“Finding Your Roots,” the PBS celebrity-genealogy series that came under scrutiny earlier this year after revelations of producers scrubbing an episode of a reference to slave-holding ancestors in actor Ben Affleck’s family, has found a new perch on PBS winter and spring schedule.
PBS intends to launch a third season of the series starting January 5. Among the celebrities scheduled to explore their family trees are actress Julianne Moore, TV producer Shonda Rhimes actor Neil Patrick Harris and actress Julianna Margulies. “I’m confident there won’t be any problem,” said Beth Hoppe, PBS’ chief programming executive and general manger of general audience programming, in an interview.
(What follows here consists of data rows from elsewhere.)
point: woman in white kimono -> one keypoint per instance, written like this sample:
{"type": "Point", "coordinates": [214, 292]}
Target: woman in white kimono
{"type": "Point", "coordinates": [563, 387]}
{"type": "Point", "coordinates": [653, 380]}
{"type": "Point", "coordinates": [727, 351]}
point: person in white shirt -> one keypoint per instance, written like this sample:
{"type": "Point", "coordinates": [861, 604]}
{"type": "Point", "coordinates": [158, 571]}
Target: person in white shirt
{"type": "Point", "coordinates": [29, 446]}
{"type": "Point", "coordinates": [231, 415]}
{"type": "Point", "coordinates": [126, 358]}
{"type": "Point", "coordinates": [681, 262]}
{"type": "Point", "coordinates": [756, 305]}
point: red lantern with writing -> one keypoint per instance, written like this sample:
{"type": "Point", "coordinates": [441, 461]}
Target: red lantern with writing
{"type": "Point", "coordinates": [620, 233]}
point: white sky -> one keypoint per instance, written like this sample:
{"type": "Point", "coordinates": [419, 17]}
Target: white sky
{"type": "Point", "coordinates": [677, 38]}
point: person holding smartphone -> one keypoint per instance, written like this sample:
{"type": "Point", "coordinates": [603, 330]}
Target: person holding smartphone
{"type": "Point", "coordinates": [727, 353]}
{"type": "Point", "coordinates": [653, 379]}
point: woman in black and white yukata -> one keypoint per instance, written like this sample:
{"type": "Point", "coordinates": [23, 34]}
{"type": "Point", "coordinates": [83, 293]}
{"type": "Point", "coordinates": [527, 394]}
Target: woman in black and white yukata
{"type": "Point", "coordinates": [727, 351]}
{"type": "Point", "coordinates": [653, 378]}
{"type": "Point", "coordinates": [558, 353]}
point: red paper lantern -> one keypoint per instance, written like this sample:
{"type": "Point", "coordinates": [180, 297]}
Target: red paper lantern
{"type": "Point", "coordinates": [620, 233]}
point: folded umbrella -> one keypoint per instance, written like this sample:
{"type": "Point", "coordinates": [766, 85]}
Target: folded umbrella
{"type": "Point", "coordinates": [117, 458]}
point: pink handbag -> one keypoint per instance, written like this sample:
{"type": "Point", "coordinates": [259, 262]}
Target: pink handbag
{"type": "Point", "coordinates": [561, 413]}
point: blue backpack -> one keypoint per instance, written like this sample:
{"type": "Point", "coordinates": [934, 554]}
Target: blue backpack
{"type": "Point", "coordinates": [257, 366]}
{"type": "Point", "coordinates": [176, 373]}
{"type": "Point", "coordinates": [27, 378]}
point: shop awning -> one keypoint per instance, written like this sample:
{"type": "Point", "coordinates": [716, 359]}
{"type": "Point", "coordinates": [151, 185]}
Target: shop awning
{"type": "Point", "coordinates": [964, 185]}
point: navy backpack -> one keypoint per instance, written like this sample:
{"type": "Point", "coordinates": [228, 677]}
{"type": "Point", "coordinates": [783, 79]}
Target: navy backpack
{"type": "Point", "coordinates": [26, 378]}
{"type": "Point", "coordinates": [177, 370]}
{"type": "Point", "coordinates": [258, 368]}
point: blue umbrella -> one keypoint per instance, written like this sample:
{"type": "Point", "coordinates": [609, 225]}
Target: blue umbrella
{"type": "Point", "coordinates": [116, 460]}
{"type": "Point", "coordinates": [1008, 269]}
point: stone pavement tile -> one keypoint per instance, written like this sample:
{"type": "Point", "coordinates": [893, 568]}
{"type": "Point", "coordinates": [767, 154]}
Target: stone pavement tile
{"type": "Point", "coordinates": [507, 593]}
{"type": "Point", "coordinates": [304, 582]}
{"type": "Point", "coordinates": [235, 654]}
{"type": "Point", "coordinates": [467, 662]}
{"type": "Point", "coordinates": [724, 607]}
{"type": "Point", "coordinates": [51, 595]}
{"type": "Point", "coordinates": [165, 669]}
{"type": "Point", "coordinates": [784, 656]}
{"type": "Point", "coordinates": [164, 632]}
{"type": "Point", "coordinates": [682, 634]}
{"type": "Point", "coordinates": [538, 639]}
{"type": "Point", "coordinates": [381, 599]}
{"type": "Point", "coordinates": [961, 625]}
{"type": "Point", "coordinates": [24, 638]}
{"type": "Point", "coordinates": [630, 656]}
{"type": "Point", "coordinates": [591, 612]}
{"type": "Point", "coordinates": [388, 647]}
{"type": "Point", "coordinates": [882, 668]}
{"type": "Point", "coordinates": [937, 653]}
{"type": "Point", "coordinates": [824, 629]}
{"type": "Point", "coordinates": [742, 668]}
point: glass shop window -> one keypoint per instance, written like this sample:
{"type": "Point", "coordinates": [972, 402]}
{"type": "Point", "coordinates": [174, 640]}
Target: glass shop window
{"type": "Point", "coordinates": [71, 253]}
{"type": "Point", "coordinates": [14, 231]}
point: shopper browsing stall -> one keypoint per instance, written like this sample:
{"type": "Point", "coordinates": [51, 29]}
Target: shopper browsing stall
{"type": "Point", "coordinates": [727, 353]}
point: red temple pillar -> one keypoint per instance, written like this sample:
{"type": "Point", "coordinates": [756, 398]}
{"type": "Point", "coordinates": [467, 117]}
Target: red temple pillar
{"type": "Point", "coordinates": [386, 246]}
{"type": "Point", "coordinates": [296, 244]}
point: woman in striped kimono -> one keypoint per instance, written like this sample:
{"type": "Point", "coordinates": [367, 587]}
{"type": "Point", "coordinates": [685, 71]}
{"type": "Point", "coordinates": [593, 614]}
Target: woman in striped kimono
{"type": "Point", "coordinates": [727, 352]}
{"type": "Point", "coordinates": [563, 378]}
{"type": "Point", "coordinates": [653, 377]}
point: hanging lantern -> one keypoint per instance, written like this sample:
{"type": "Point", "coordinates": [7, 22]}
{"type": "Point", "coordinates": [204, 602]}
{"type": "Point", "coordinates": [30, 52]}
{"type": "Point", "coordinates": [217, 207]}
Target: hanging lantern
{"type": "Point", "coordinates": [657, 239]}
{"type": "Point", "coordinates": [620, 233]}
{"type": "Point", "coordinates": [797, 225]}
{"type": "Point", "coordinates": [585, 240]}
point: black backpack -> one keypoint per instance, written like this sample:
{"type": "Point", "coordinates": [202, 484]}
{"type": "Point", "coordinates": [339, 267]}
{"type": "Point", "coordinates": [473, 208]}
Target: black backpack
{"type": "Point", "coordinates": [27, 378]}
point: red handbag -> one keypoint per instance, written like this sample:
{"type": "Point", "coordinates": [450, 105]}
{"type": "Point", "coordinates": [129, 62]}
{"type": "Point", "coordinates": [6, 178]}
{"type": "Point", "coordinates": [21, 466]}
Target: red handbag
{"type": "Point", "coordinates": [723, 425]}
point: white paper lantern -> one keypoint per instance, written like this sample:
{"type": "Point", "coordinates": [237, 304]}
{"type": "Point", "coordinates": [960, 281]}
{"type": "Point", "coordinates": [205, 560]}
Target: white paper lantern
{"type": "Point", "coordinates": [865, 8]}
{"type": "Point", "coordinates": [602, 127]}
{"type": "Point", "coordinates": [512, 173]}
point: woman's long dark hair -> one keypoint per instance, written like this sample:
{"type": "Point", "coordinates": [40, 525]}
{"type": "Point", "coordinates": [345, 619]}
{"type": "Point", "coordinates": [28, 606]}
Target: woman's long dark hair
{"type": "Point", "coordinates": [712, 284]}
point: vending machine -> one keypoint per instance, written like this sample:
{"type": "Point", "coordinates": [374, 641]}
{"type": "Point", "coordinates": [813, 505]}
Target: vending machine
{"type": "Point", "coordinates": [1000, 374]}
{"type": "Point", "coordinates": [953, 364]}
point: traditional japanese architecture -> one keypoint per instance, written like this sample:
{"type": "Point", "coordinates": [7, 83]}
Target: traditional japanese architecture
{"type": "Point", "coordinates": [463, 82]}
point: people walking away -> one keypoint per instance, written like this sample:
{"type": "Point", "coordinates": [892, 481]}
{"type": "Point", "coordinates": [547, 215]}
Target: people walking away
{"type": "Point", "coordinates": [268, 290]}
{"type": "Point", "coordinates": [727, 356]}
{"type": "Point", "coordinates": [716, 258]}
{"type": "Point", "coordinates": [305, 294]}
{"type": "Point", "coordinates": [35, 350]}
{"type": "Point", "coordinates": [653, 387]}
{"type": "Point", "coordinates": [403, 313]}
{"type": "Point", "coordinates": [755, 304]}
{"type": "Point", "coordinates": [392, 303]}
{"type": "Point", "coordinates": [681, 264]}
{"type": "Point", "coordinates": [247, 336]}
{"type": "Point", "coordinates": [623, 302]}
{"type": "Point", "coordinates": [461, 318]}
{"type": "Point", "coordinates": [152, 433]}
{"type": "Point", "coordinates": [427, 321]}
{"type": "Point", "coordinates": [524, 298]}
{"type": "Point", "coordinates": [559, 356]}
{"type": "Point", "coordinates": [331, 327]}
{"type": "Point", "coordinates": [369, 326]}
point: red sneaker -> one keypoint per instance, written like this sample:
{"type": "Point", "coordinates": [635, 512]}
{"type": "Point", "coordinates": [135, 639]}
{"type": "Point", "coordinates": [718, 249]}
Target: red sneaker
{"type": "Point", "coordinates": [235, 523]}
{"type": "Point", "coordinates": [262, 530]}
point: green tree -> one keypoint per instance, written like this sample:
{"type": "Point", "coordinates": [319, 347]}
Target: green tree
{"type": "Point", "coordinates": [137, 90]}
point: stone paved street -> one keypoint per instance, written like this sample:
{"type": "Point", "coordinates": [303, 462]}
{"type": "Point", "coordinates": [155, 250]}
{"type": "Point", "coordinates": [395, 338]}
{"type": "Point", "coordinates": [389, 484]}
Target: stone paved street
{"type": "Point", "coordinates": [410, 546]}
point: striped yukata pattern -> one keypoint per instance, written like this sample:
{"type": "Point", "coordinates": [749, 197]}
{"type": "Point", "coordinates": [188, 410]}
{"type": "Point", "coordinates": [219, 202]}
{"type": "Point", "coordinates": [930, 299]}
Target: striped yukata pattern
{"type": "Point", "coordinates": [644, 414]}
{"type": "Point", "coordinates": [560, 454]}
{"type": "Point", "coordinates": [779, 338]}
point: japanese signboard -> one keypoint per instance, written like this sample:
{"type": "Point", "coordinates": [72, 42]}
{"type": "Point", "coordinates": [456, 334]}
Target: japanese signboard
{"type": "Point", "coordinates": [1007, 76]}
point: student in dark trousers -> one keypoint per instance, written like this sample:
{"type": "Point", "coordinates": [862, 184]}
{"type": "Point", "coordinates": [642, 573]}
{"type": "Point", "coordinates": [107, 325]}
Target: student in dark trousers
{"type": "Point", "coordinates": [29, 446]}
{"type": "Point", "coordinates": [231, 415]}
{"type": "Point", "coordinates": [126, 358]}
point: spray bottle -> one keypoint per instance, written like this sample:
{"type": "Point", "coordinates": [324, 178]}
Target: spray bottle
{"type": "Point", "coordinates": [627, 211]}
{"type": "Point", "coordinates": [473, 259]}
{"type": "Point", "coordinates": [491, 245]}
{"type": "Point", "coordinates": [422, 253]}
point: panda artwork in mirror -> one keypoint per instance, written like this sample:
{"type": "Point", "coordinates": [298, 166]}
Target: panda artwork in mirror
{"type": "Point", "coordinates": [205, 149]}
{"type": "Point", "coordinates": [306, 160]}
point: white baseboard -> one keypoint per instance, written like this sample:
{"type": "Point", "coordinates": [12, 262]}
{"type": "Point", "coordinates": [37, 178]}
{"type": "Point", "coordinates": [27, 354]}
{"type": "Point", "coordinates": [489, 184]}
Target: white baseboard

In June, however, the future of the series, produced by Harvard professor Henry Louis Gates Jr., was in doubt. PBS found itself in the awkward position of having to defend the integrity of the series, and said at the time that a third season of the program would be delayed “until we are satisfied that the editorial standards of the series have been successfully raised to a level in which we can have confidence.” The network has yet to make a determination about a fourth season of the program, according to a PBS spokeswoman.
Hoppe described a new governing system for the show in which PBS and Gates had “opened up the process to make it much more of a dialogue” as producers worked to research celebrity backgrounds, she said. New levels of fact-checking had been added, she said, along with an independent genealogist. “We wanted to make sure we don’t have a situation like that again, and have done it with [Gates’] full cooperation,” said Hoppe.
Affleck’s request — and its influence on the production of the series — came to light in April, as media outlets reported on private email exchanges between Gates and Sony Entertainment CEO Michael Lynton in which Gates sought Lynton’s counsel over requests by Affleck to remove a segment from the episode that mentioned that slave owners were part of his family history. Executives at PBS and WNET, the station that produced the series’ first two seasons, were not made aware of Gates’ decision to make the change.
The episode in which Affleck’s ancestry is examined was withdrawn from all forms of distribution, PBS said in June, including digital streaming and home video.
In June, Gates apologized for not informing public-broadcasting executives of his decision and indicated he was open to increase the transparency around the program’s inner workings.